When council rate relief is bad

In response to the Coronavirus pandemic, some local councils have announced, or are planning, an across-the-board rate freeze.

A rate freeze is a bad idea for these reasons:

Council rates are a “wealth tax”, not an income tax. Rates are calculated using property values. A general rate freeze gives most of the benefit to the wealthiest property owners.

Victorian councils are already subject to a maximum small percentage increase in total rates collected. Due to rate capping, a rate freeze lowers rate-raising capacity not just for the current year, but for future years. This will reduce local government services permanently.

A better idea is to target relief, here are some suggestions:

Relief for the most affected in the residential community. Pensioners that are asset rich and income poor. Unemployed property owners. Easier to access financial hardship rate deferments.

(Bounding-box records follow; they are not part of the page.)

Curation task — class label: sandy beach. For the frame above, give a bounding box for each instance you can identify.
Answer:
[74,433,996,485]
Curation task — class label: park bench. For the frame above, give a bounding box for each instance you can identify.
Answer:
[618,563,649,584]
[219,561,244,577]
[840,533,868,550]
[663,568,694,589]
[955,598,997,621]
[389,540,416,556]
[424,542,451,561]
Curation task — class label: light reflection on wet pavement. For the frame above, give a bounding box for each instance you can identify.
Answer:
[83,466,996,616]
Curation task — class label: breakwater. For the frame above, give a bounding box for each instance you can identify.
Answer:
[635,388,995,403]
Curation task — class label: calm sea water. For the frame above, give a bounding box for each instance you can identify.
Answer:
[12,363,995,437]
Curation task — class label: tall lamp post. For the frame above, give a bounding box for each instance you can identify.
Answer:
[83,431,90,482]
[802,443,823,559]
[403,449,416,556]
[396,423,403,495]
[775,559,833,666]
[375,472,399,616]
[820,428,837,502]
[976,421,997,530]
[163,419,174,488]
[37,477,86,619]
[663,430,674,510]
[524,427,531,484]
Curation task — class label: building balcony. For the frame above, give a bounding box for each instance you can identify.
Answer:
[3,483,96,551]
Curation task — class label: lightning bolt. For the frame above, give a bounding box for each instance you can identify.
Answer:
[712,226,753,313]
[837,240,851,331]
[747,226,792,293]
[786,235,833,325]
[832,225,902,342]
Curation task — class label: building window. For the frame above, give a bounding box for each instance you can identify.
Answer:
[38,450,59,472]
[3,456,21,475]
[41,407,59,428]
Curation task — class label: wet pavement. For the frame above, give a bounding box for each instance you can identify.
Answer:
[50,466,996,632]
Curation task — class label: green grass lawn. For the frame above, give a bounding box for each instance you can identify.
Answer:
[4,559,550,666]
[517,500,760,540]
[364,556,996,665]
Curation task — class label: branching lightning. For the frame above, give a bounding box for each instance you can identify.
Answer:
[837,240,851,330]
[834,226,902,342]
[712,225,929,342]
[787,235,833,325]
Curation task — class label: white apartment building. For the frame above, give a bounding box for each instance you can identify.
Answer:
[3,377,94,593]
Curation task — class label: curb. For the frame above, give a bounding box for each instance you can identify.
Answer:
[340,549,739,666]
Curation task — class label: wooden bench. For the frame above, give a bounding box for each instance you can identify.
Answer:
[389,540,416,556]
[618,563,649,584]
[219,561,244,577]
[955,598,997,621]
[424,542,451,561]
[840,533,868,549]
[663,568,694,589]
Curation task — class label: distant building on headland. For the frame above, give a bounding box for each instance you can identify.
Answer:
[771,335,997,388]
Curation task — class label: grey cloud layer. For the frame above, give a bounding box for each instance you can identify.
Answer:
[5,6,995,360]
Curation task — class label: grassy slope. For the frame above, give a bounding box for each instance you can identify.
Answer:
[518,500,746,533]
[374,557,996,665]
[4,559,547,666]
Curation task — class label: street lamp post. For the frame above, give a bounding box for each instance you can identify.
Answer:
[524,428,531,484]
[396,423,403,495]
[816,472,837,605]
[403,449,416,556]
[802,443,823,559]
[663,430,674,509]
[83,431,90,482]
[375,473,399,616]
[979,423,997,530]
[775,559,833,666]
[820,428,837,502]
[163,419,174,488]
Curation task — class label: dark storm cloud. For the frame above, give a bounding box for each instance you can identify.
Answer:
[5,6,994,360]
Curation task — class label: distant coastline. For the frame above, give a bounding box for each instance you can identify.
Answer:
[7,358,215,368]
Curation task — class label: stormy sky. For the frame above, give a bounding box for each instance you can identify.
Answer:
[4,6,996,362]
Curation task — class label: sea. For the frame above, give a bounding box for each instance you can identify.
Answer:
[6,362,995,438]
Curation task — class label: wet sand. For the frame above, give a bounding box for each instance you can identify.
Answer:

Increased material aid (food and care) packages.

Rather than grant relief to the wealthiest landowners, it’s better to target those most in need.

Increased support for the most affected in the business community. Refund street trading permit charges. Rate rebates for retail traders.


When the impacts of the pandemic were first known, many councils responded quickly with broad-brush relief. In order for the limited amount of relief to be most effectively and fairly applied, relief should now be as targeted as possible.

While a rates freeze such as that announced by the City of Melbourne is politically popular, most of the benefit goes to the wealthy, with any resulting debt burden borne by the whole community.